次の日、起きると侑哉は居なかった。
綺麗に洗われた食器と、残り物でお弁当を作った痕跡が残っていた。
しなしなの海老フライを食べながら、真っ黒に落書きしてしまったレポート用紙の一枚目を破って捨てた。
「おはよーございます。みなみせんせい」
ちょっとだけ元気のない真君が、お祖母さんと一緒にバス停に現れて、ホッとしたような残念なような不思議な気持ちに襲われた。

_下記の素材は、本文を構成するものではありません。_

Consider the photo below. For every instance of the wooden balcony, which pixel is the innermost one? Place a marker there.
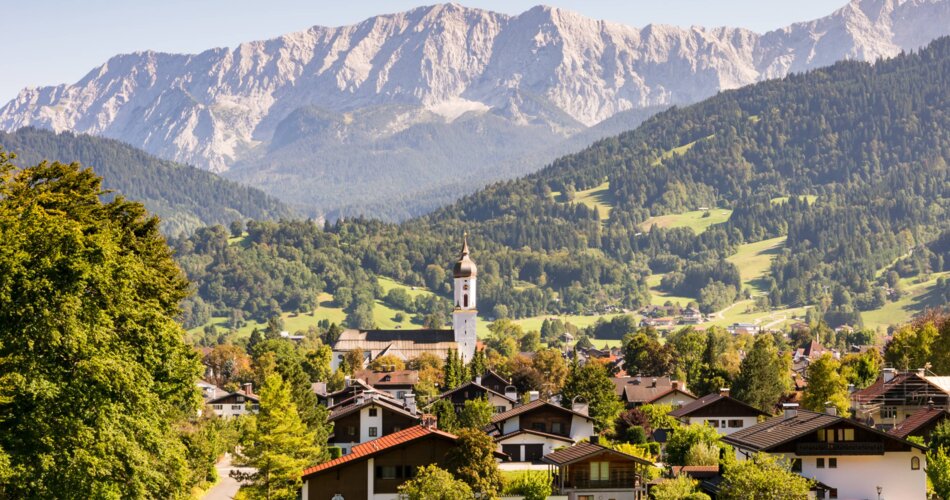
(840, 448)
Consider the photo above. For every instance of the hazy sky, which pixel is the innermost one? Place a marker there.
(47, 42)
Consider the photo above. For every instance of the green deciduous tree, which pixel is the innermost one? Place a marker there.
(592, 383)
(433, 483)
(685, 438)
(761, 477)
(278, 444)
(476, 413)
(473, 462)
(763, 375)
(826, 386)
(93, 369)
(680, 488)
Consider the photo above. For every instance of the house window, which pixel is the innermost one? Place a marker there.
(388, 471)
(599, 471)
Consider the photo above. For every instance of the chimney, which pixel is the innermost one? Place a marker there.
(579, 405)
(409, 399)
(791, 410)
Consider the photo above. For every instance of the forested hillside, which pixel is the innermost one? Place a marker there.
(849, 163)
(184, 197)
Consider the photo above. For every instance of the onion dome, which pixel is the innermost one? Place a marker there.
(465, 268)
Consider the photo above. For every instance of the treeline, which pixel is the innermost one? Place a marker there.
(868, 143)
(184, 197)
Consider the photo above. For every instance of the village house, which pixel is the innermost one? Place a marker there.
(528, 432)
(409, 344)
(475, 390)
(637, 391)
(588, 470)
(235, 404)
(374, 470)
(719, 411)
(850, 459)
(368, 416)
(397, 383)
(896, 396)
(921, 424)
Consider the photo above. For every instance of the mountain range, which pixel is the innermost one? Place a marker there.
(185, 197)
(403, 113)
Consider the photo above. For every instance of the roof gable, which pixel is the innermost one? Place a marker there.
(717, 405)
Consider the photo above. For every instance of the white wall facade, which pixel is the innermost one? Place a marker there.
(581, 428)
(857, 477)
(721, 424)
(550, 444)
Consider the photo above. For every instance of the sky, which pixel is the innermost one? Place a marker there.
(48, 42)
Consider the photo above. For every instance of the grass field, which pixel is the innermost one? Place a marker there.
(753, 261)
(693, 220)
(679, 151)
(917, 297)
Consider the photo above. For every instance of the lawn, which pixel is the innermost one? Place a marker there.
(693, 220)
(599, 198)
(754, 260)
(917, 297)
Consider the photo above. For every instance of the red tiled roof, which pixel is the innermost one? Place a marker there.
(375, 446)
(918, 420)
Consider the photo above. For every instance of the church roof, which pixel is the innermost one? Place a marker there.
(464, 267)
(406, 344)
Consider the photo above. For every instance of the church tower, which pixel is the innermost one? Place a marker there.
(463, 318)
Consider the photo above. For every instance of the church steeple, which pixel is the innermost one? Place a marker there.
(464, 267)
(466, 308)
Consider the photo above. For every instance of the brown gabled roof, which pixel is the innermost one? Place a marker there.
(343, 411)
(477, 386)
(375, 446)
(710, 400)
(533, 433)
(397, 377)
(780, 430)
(538, 403)
(580, 451)
(917, 420)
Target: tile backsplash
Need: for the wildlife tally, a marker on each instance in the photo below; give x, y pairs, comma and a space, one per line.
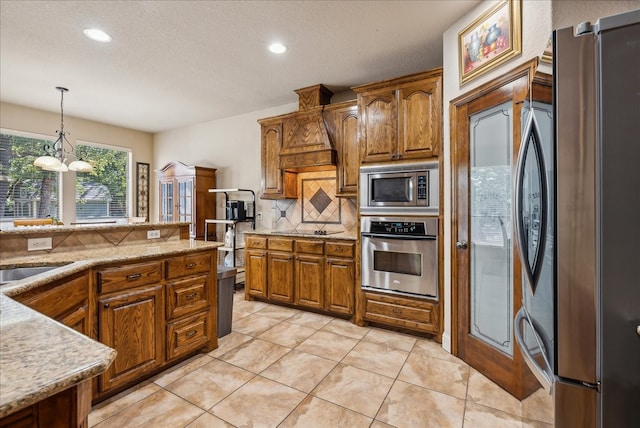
317, 206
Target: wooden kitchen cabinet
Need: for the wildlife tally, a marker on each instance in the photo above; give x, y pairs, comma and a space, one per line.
308, 273
276, 183
184, 196
309, 280
401, 118
396, 311
342, 126
280, 268
131, 322
66, 301
340, 278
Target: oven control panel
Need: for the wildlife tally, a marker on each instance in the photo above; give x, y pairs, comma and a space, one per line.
411, 228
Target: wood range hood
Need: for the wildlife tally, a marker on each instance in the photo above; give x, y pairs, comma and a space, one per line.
306, 144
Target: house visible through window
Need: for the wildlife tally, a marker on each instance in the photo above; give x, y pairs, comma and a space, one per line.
104, 194
26, 191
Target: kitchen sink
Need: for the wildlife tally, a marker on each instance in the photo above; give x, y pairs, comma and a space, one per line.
15, 274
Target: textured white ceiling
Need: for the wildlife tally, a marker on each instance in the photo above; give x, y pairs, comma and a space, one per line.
176, 63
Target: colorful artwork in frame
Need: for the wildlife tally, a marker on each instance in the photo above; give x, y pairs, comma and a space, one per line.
490, 40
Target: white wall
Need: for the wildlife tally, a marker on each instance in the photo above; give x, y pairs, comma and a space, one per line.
536, 29
24, 119
231, 145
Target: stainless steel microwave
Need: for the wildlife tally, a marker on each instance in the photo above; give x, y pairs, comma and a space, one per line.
410, 188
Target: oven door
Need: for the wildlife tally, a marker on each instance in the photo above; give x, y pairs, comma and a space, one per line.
400, 264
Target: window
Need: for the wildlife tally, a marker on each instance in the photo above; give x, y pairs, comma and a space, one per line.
26, 191
104, 194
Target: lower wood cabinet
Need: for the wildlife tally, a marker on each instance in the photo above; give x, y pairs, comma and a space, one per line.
131, 322
308, 273
413, 314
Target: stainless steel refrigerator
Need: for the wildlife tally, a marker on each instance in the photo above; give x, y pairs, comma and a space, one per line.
578, 226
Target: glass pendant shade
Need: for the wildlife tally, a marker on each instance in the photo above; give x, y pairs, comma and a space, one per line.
47, 162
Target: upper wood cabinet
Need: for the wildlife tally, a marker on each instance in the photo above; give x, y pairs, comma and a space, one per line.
276, 183
401, 118
342, 125
184, 196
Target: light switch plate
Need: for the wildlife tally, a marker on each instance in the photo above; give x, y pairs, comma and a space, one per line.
35, 244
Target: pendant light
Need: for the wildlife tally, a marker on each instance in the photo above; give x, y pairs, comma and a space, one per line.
56, 154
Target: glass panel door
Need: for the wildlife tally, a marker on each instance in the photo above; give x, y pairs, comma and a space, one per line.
166, 201
491, 255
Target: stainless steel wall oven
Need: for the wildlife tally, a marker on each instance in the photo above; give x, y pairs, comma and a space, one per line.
400, 255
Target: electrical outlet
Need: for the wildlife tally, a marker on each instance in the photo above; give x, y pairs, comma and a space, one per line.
35, 244
153, 234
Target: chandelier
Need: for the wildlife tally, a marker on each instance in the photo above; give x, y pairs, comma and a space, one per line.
57, 155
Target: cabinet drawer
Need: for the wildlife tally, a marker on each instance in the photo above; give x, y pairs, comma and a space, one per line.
187, 334
397, 311
188, 265
281, 244
309, 247
187, 296
129, 276
340, 249
256, 242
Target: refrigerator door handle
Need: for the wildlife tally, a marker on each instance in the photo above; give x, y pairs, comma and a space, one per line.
542, 375
530, 141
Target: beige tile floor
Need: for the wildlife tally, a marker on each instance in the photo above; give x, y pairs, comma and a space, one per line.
282, 367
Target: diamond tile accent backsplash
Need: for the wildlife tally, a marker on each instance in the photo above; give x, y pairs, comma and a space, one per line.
317, 207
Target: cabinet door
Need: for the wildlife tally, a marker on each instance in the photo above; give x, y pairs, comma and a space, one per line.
379, 125
166, 200
280, 272
340, 284
309, 283
348, 152
419, 119
131, 323
255, 264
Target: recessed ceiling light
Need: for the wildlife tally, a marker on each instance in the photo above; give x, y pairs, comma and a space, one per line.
97, 35
277, 48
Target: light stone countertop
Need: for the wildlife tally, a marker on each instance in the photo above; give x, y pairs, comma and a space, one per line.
40, 357
349, 236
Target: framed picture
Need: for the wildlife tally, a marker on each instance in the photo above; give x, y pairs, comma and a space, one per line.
547, 55
490, 40
142, 190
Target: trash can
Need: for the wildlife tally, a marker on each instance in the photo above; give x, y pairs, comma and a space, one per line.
226, 284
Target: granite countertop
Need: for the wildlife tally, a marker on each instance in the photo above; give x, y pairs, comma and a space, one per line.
47, 229
31, 372
40, 357
349, 236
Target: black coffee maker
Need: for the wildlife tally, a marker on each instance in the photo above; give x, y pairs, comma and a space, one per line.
236, 210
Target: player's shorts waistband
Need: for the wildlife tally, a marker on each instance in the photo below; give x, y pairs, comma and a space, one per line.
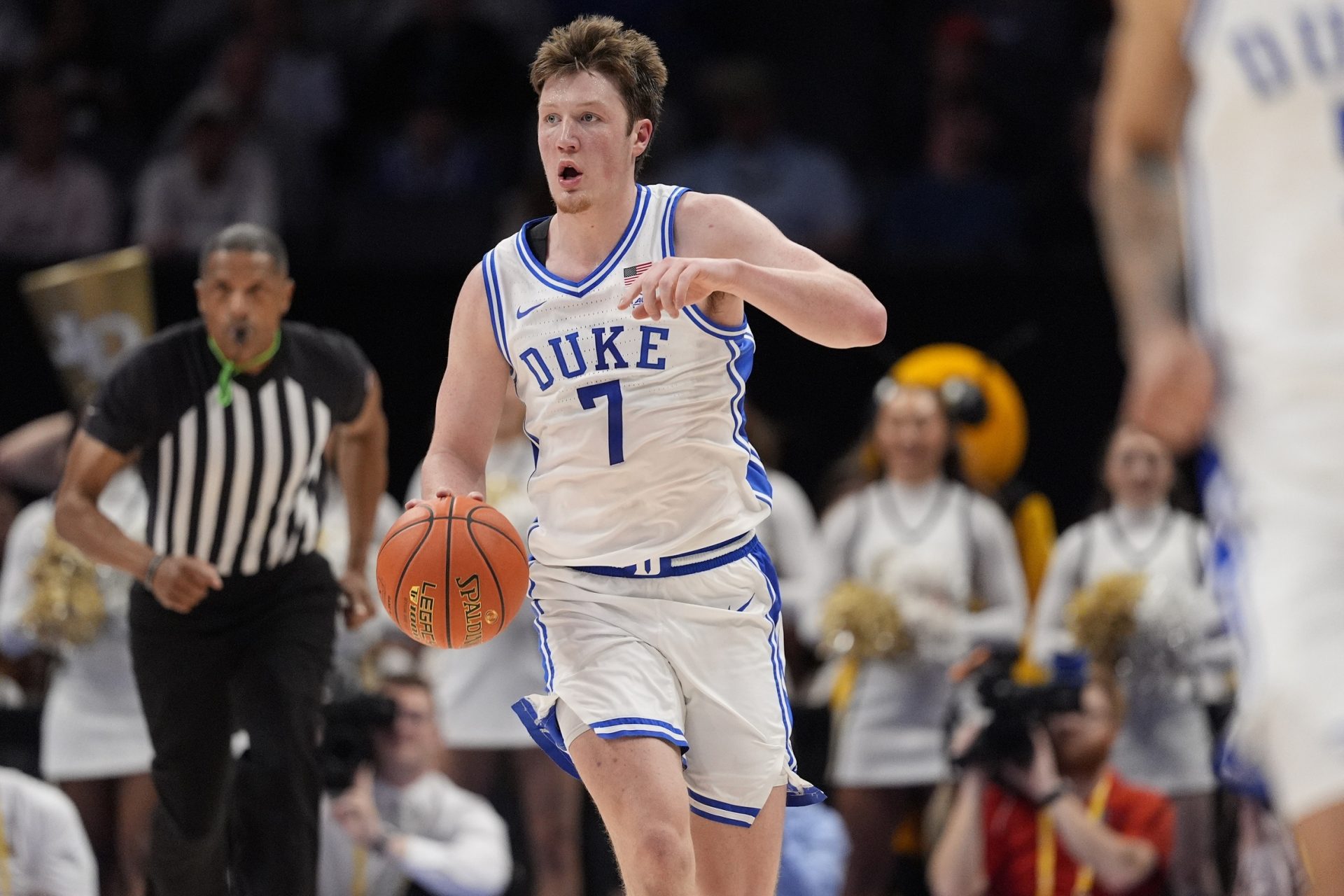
687, 564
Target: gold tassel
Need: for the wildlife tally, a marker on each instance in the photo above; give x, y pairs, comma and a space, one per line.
1101, 617
862, 622
67, 605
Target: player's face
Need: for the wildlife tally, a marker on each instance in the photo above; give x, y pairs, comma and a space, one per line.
242, 298
1139, 469
587, 141
911, 435
412, 746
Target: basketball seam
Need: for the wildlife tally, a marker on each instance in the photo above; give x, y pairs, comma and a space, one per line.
448, 575
491, 526
397, 603
499, 592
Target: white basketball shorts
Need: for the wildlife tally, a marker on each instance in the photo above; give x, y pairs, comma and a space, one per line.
690, 653
1277, 507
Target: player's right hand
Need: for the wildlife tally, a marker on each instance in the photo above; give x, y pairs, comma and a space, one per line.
181, 583
1170, 391
442, 493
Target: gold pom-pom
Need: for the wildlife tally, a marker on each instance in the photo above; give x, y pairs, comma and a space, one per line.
66, 599
1101, 617
862, 622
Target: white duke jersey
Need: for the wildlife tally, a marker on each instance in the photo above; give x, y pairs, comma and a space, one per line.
1265, 176
638, 426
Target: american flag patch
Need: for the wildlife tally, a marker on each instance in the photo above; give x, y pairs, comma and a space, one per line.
634, 273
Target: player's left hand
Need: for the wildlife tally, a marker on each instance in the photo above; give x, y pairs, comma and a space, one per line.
355, 812
675, 282
358, 603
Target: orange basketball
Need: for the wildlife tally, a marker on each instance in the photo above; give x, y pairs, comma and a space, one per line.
452, 574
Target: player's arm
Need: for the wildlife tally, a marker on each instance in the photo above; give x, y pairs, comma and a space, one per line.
1145, 92
727, 248
178, 582
470, 398
1142, 108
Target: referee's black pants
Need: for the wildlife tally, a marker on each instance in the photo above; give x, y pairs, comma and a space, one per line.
252, 656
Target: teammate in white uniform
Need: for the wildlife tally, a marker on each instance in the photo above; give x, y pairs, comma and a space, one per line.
1166, 743
656, 608
475, 691
1245, 99
94, 738
934, 546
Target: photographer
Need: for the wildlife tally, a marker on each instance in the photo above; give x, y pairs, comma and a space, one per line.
1069, 824
403, 822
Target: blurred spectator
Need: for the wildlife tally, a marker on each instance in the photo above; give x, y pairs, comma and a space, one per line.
958, 59
403, 821
806, 190
286, 99
45, 846
1069, 824
445, 55
211, 182
956, 209
946, 556
55, 204
92, 699
432, 159
813, 853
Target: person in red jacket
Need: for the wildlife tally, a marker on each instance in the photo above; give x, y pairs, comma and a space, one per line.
1066, 827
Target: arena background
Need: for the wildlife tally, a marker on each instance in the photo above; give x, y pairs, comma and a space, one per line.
962, 125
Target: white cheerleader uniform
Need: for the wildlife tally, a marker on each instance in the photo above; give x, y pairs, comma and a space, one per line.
939, 545
1166, 743
92, 722
475, 690
657, 608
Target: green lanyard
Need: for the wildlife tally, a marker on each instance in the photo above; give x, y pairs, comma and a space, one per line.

バスに乗り込む真君に、お祖母さんは優しく頭を撫でて、ギュッと抱きしめた。
「パパはお熱だから、ちゃんと病院に行かせるからね。真も頑張って保育園行くのよ?」
「うん。――うん」
そう頑張って笑おうとくしゃっと顔を歪める真君に胸が痛んだ。
バスに乗り込んでも、顔をパチパチと何度も叩いている。
「すいません。先生、今日は真、帰りはバスでお願いします。お残りできないぐらい元気が無いので」
「分かりました」
申し訳なさそうに笑うお祖母さんにお辞儀をしながら、真君を見る。
「パパ、お風邪引いたの?」
そう尋ねると、顔もあげないで頷いた。